We have shown that a strong current of public opinion, self-formed in a certain sense, had developed, without leaving room to suppose or suspect any culpable participation in Americus Vespucius. Strictly speaking, this should absolve us from all obligation to justify him further from the reproach of usurpation. Yet it is our intention to conclude with a review of that side of the question.

To begin with, there exists no proof or presumption that he had any hand in the publication of his voyage. The work contains details such as he would certainly not have consigned to a writing intended for the public; as, for example, when speaking of the second voyage, he complains, in a letter to Soderini, that the Queen Isabella had taken from him a shell to which were found attached one hundred and thirty pearls. "After that," he continues: "I took good care how I showed her such precious things."

Does not he himself tell us that he has in reserve the project of publishing a complete and extended narrative, the object of his assiduous cares, and the hope of his future glory? So scrupulously, it appears, he observed Horace's precept, (nonumque prematur in annum,) that death surprised him while still hesitating to bring it to the light. Its destiny is unknown.

Living and writing at Seville, in the very centre of the excitement of discoveries, among a crowd of seafaring men who had seen, accompanied, or talked with Christopher Columbus, whom he survived only six years, how can we suppose that he could conceive the plan of attributing to himself an honor known by all to belong to the admiral? And if he had dared to do so, how could he with impunity have attempted it before such judges, without calling forth a cry of indignation that should resound to the furthest extremities of Europe?
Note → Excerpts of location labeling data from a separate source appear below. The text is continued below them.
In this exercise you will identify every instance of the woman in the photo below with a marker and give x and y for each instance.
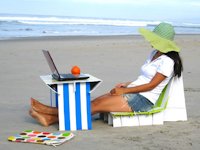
(162, 64)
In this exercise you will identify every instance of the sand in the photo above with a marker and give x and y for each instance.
(113, 59)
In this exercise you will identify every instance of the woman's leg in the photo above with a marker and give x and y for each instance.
(110, 103)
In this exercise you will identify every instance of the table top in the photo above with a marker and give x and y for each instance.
(94, 82)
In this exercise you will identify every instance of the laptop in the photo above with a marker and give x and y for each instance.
(56, 75)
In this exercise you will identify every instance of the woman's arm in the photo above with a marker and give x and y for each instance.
(157, 79)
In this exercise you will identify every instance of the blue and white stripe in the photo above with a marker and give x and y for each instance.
(74, 106)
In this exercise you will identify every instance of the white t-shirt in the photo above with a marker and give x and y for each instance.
(163, 65)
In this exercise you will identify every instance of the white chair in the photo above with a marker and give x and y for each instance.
(169, 107)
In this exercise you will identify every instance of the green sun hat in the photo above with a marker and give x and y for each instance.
(161, 38)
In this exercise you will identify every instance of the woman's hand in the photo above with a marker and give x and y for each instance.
(122, 85)
(117, 91)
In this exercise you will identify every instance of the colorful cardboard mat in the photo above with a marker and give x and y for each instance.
(30, 136)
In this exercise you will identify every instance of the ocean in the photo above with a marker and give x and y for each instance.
(14, 26)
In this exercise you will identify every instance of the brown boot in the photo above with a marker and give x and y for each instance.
(41, 108)
(43, 119)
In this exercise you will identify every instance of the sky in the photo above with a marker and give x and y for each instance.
(178, 10)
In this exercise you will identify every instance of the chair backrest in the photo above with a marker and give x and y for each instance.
(164, 96)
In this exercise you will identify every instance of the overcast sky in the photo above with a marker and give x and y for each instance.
(180, 10)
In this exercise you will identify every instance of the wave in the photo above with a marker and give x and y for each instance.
(74, 21)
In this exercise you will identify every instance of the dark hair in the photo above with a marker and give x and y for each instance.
(178, 67)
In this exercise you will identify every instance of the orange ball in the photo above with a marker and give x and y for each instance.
(75, 70)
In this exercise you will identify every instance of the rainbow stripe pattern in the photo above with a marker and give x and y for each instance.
(46, 138)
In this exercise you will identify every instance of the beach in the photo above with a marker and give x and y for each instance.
(113, 59)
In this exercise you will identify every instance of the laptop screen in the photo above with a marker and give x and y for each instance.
(50, 62)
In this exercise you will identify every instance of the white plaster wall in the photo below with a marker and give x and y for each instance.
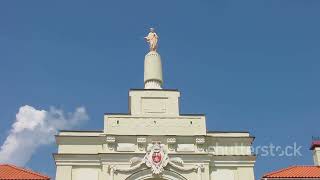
(223, 174)
(85, 173)
(245, 173)
(80, 149)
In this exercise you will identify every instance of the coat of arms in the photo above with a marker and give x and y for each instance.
(156, 158)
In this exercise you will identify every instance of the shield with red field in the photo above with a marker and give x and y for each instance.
(156, 157)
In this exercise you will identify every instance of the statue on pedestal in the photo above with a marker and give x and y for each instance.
(152, 39)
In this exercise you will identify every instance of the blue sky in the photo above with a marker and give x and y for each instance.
(248, 65)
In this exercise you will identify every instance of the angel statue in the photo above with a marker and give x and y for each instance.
(152, 39)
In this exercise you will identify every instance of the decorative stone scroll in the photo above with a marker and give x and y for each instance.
(157, 159)
(171, 143)
(200, 141)
(111, 142)
(141, 143)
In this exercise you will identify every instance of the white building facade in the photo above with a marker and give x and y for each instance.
(153, 141)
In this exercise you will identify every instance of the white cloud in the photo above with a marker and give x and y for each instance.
(34, 128)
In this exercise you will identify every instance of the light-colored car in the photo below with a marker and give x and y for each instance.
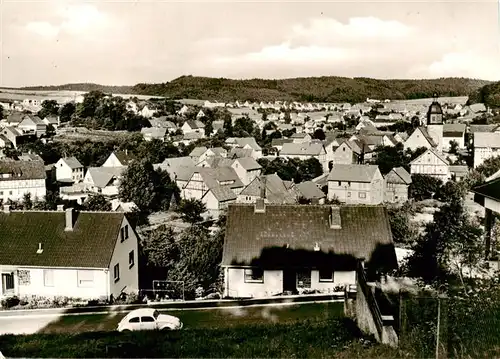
(148, 319)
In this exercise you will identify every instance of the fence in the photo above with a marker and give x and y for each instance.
(165, 290)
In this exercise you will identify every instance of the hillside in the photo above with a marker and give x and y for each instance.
(488, 94)
(85, 87)
(312, 89)
(319, 89)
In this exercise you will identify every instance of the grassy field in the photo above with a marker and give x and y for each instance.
(208, 319)
(334, 337)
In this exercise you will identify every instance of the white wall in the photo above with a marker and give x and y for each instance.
(129, 277)
(65, 283)
(63, 171)
(235, 286)
(16, 189)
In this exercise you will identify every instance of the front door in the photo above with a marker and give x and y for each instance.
(7, 283)
(289, 280)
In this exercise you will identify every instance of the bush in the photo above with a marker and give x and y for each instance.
(10, 302)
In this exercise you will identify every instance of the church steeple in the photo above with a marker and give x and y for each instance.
(435, 112)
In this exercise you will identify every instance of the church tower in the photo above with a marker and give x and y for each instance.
(434, 123)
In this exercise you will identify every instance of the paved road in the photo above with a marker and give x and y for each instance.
(32, 321)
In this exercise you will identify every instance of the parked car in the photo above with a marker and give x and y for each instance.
(148, 319)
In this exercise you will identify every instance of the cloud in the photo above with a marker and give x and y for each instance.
(468, 63)
(74, 19)
(324, 40)
(42, 28)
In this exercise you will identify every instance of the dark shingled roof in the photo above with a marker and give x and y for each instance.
(364, 229)
(21, 170)
(89, 245)
(490, 189)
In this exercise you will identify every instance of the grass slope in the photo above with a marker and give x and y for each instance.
(309, 339)
(314, 89)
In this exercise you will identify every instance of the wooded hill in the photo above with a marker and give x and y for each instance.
(307, 89)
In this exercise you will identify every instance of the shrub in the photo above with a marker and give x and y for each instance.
(10, 302)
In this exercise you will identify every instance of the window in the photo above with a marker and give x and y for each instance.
(325, 275)
(131, 260)
(85, 278)
(116, 272)
(304, 278)
(254, 275)
(48, 277)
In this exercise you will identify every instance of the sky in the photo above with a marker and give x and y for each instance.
(127, 42)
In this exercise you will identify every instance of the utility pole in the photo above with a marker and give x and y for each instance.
(438, 327)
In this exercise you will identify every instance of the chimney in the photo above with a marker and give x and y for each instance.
(263, 185)
(260, 206)
(69, 219)
(334, 218)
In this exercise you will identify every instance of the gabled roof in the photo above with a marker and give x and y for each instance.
(275, 189)
(195, 124)
(309, 190)
(250, 141)
(364, 231)
(248, 163)
(426, 135)
(454, 129)
(21, 170)
(240, 152)
(398, 175)
(198, 151)
(72, 162)
(353, 173)
(490, 189)
(102, 176)
(89, 245)
(302, 149)
(434, 152)
(125, 158)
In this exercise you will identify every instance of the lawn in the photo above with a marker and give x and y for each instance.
(333, 337)
(208, 318)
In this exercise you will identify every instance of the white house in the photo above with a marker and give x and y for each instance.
(90, 255)
(33, 124)
(103, 180)
(486, 145)
(431, 163)
(20, 177)
(265, 247)
(69, 169)
(453, 132)
(215, 187)
(193, 126)
(419, 138)
(304, 151)
(397, 182)
(356, 184)
(247, 169)
(119, 159)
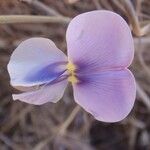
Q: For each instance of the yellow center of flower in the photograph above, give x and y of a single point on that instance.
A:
(72, 75)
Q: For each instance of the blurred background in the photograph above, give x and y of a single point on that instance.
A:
(63, 126)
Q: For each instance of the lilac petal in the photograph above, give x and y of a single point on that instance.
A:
(36, 61)
(46, 93)
(99, 40)
(108, 96)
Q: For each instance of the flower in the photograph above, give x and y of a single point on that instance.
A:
(100, 48)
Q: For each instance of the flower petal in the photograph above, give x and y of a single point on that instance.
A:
(47, 93)
(99, 40)
(36, 61)
(108, 96)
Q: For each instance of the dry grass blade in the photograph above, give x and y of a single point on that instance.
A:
(10, 19)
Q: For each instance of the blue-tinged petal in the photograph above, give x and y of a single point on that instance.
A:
(45, 93)
(36, 61)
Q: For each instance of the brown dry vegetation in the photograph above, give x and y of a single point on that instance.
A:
(63, 126)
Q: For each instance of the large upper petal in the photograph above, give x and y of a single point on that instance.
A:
(99, 40)
(108, 96)
(36, 61)
(46, 93)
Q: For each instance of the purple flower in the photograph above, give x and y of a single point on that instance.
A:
(100, 48)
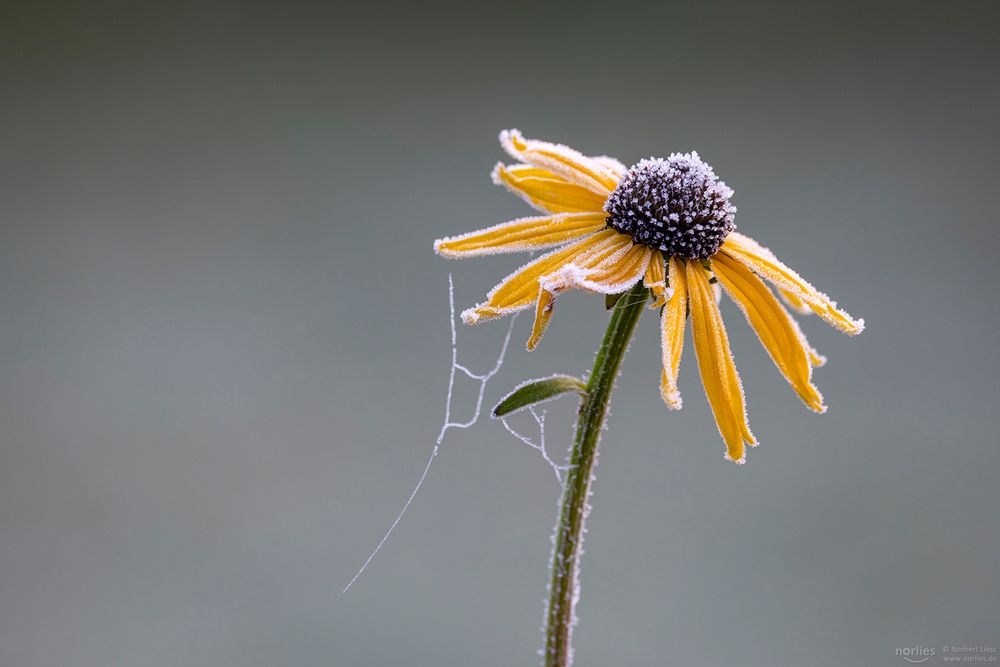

It is said that he gave to his first voyage, which really dates from May 20th, 1499, the fraudulent date of May 20th, 1497, in order to rob Columbus of priority in the discovery of terra firma. [Footnote 217] But in that case, would he not have adjusted his dates more adroitly? Would he have committed the gross blunder of assigning the end of this voyage to October 15th, 1499, mentioning directly afterward that he began the second in May, 1499, [Footnote 218] that is to say, five months before his return from the first? What answer could he have made to those who had the registers of La Casa de Contratacion in hand, [Footnote 219] and, armed with universal testimony, would have told him that, pending the pretended duration of this first expedition, all Seville and Cadiz had seen him occupied with preparations for the third voyage of Columbus, who set sail May 30th. 1498.